Customizing the starter kit

You can customize this starter kit in many ways.

Customize the model

You can customize the Large Language Model. The customization depends on the endpoint that you are using.

SambaStudio

For the ASR steps, only one pipeline is available. You can see the components in the Jupyter notebook.

For text analysis, we recommend that you use one of the most capable models like Llama2 7B. You can fine tune that model to improve response quality.

The SambaStudio documentation helps you learn how to prepare your training data, import your dataset into SambaStudio and run a training job.

NOTE: You set things like list of categories to classify the conversation in or the entities to extract from the conversation in the Settings section in the SambaStudio GUI. In the config.yaml file, you customize model-specific settings like the temperature.

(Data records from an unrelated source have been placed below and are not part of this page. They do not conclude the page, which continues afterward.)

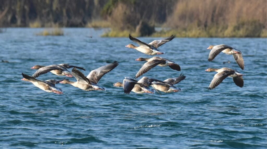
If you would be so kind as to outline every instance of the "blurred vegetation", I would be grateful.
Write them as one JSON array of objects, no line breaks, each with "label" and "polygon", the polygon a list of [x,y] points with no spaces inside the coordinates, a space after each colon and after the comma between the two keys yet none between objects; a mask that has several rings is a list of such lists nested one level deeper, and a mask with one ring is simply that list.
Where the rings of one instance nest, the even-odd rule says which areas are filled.
[{"label": "blurred vegetation", "polygon": [[[106,37],[128,37],[131,33],[136,37],[267,37],[266,0],[1,0],[1,3],[0,27],[110,28],[110,32],[103,35]],[[156,32],[156,25],[170,29]],[[46,30],[41,34],[53,32]]]},{"label": "blurred vegetation", "polygon": [[63,36],[64,32],[61,28],[54,28],[45,29],[37,34],[40,36]]},{"label": "blurred vegetation", "polygon": [[109,28],[111,26],[109,22],[105,20],[94,20],[86,24],[86,27],[98,28]]}]

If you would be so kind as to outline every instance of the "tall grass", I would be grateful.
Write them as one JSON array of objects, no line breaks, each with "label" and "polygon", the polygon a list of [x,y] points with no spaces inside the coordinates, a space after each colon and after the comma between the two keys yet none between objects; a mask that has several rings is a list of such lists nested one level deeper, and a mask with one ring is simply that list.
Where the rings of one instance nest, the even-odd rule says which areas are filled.
[{"label": "tall grass", "polygon": [[266,5],[266,0],[179,1],[165,25],[180,37],[265,37]]},{"label": "tall grass", "polygon": [[41,36],[62,36],[64,35],[64,32],[61,28],[55,28],[45,29],[37,34]]},{"label": "tall grass", "polygon": [[40,20],[36,20],[30,22],[29,26],[31,28],[40,28],[42,27],[42,23]]},{"label": "tall grass", "polygon": [[86,27],[97,28],[109,28],[111,26],[109,22],[105,20],[96,20],[88,23],[85,25]]}]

Improve results with prompt engineering

Prompting has a significant effect on the quality of LLM responses. A series of prompts used for each text analysis ste are in the prompts folder of this starter kit.

All prompts used in Analysis section can be further customized to improve the overall quality of the responses from the LLMs. For example, the following prompt was used to generate a response from the LLM, where question is the user query and context are the documents retrieved.

template: |
          <s>[INST] <<SYS>>\nUse the following pieces of context to answer the question at the end.
          If the answer is not in context for answering, say that you don't know, 
          don't try to make up an answer or provide an answer not extracted from provided context.
          Cross check if the answer is contained in provided context. 
          If not then say \"I do not have information regarding this.\"\n
          context
          {context}
          end of context
          <</SYS>>/n
          Question: {question}
          Helpful Answer: [/INST]
)

Learn more about prompt engineering here.

Customize the factual accuracy analysis

During factual accuracy analysis, we check if the agent in the conversation made any mistake by comparing it with files that have the informaition. This kit loads a TXT file. You can add or customize document loaders in the load_files method (in the vectordb class). Several examples of document loaders for different formats with specific capabilities are in the data extraction starter kit.

Customize call quality assessment

You can customize the basic example in this starter kit by including your own metrics in the evaluation steps. You can also modify the output parsers to obtain extra data or structures in the analysis script methods.

Customize batch inference

You can customize batch inference by modifying methods in the analysis, asr notebooks, and analysis, asr scripts.

Third-party tools and data sources

All the packages/tools are listed in the requirements.txt file in the project directory.